Air pollution cutting 660 million lives short by 3 years: Report

The Economic Times , Monday, February 23, 2015
Correspondent : Urmi Goswami
NEW DELHI: Mounting evidence that India's poor air quality is cutting short lives is increasing pressure on the government to speed up corrective measures.

The latest pointer to the magnitude of the problem is a study by environmental economists from University of Chicago, Harvard, and Yale. Their report, published on Saturday, says that 99.5% of the Indian population breathes air that has pollutants way above the levels considered to be safe by the World Health Organisation.

In many parts of the country, including 77% of urban areas, the pollution levels exceed national standards.

This is cutting short the lives of 660 million Indians by a little more than three years, the report adds.

The study uses data to show that non-compliance to national and international standards is both an urban and a rural phenomenon, more marked in north India, blowing the myth that the problem is restricted to urban areas.

The study focuses on particulate matter (referred to in air pollution parlance as PM and these are of varying sizes), which affect cardiovascular and respiratory systems and have been consistently found to be dangerous to human health.

The 660 million people, or 54.5% of the population, the study refers to live in areas where the level of pollution exceeds the limits set out in National Ambient Air Quality Standard. India's national air pollution sets the permissible PM 2.5 levels at 40 micrograms per cubic metre, which is four times WHO's safe level.

"Air pollution is an urgent public health problem that deserves policy attention. In approaching the issue of air pollution as one of public health, it would be possible to break the perception and understanding that addressing environmental issues like air pollution and economic growth/development are somehow opposed to each other," Michael Greenstone of the University of Chicago, who led this study, told ET.

The Global Burden of Disease Report 2010 estimated that outdoor air pollution accounted for about 6% of deaths worldwide.

In 2012, the WHO attributed 7 million deaths globally to air pollution. India has the highest rate of death caused by chronic respiratory diseases.

A 2013 analysis of government data and the Global Burden of Disease report on India by the Delhi-based Centre for Science and Environment revealed that air pollution was the seventh leading cause of loss of about 18 million healthy years of life.

The levels of pollution and with it the impact on health and mortality have increased dramatically. "Reducing pollution in these areas (where pollution exceeds the national norms) to achieve the standard would, we estimate, increase life expectancy for these (660 million) Indians by 3.2 years on average for a total of 2.1 billion life years," Greenstone and other researchers state in their study, "Lower Pollution, Longer Lives: Life Expectancy Gains if India Reduced Particulate Matter to Air-Quality Standards".

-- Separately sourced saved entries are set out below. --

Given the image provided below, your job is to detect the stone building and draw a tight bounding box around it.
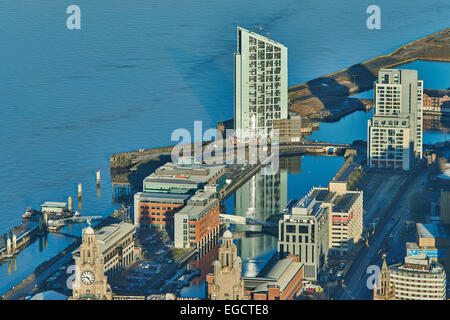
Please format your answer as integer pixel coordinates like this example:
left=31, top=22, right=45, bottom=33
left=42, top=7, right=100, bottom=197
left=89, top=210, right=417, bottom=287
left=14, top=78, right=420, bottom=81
left=70, top=224, right=113, bottom=300
left=206, top=230, right=247, bottom=300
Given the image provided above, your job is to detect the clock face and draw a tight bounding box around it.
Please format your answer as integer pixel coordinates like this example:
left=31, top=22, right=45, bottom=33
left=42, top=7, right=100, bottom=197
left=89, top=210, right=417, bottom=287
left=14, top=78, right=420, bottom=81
left=81, top=271, right=95, bottom=285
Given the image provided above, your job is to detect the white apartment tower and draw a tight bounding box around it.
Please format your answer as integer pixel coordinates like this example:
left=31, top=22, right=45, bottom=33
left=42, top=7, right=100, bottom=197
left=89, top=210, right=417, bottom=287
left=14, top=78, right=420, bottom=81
left=234, top=27, right=288, bottom=141
left=368, top=69, right=423, bottom=170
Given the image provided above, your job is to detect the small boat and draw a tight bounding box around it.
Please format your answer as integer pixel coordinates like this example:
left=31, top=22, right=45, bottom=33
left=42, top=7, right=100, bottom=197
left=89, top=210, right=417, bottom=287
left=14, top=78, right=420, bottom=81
left=22, top=207, right=35, bottom=219
left=74, top=210, right=80, bottom=217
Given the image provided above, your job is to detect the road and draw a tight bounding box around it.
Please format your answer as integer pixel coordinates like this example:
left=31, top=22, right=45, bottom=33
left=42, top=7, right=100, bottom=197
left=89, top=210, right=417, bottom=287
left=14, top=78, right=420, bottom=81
left=336, top=165, right=429, bottom=300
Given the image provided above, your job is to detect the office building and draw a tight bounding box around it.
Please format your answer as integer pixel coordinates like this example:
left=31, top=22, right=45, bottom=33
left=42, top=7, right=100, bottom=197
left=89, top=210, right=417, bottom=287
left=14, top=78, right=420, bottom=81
left=143, top=162, right=227, bottom=194
left=72, top=222, right=136, bottom=280
left=375, top=254, right=446, bottom=300
left=133, top=162, right=226, bottom=229
left=368, top=69, right=423, bottom=170
left=278, top=195, right=329, bottom=281
left=174, top=186, right=220, bottom=252
left=234, top=26, right=288, bottom=141
left=280, top=181, right=363, bottom=263
left=273, top=115, right=302, bottom=143
left=133, top=192, right=190, bottom=229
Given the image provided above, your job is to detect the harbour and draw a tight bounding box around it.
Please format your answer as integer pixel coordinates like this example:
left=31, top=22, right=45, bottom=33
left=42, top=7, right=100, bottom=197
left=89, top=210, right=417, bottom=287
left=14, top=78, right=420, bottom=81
left=0, top=0, right=449, bottom=301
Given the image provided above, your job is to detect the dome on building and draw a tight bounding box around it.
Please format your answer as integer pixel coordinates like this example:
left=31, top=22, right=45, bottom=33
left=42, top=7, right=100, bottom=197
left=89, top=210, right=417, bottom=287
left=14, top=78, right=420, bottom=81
left=223, top=229, right=232, bottom=239
left=213, top=260, right=220, bottom=267
left=84, top=226, right=95, bottom=235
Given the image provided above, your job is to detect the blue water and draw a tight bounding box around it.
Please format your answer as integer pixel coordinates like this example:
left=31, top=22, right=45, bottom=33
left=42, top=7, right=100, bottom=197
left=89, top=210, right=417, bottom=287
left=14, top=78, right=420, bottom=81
left=181, top=155, right=344, bottom=298
left=0, top=0, right=449, bottom=295
left=0, top=234, right=74, bottom=296
left=312, top=61, right=450, bottom=144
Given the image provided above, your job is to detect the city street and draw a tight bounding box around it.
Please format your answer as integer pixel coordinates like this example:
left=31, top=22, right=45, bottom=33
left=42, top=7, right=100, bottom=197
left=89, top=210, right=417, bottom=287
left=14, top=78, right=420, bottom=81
left=336, top=165, right=430, bottom=300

"The loss of more than two billion life years is a substantial price to pay for air pollution. And yet this may still be an underestimate of the costs of air pollution, because we do not account for the impact of other air pollutants, the impacts of particulates on morbidity or labour productivity, as well as preventive health or avoidance costs borne by Indian households," the study states.

Poor air quality in India has been on the international radar since May last year when the WHO found that 13 of the 20 cities with very high levels of fine particulate matter (PM2.5) were in India. The study, which analyses data from the Central Pollution Control Board, reports that in 77% of the country's urban centres, the levels of respirable suspended particulate matter (PM10) exceed the national norms.

The air pollution discourse in the country has been centred on urban areas. This study broadens the data used. For urban areas it relies on monitoring data from the Central Pollution Control Board, while for areas not covered by CPCB's monitoring network, it uses satellite measurements of air pollution.

The paucity of accurate and widespread data is a challenge for India. "There is room for improvement, wider network of monitors, more vigorous calibration will yield more accurate data," Greenstone said. While the magnitude of the problem may not have been evident, the Indian government recognises the serious challenge that air pollution presents.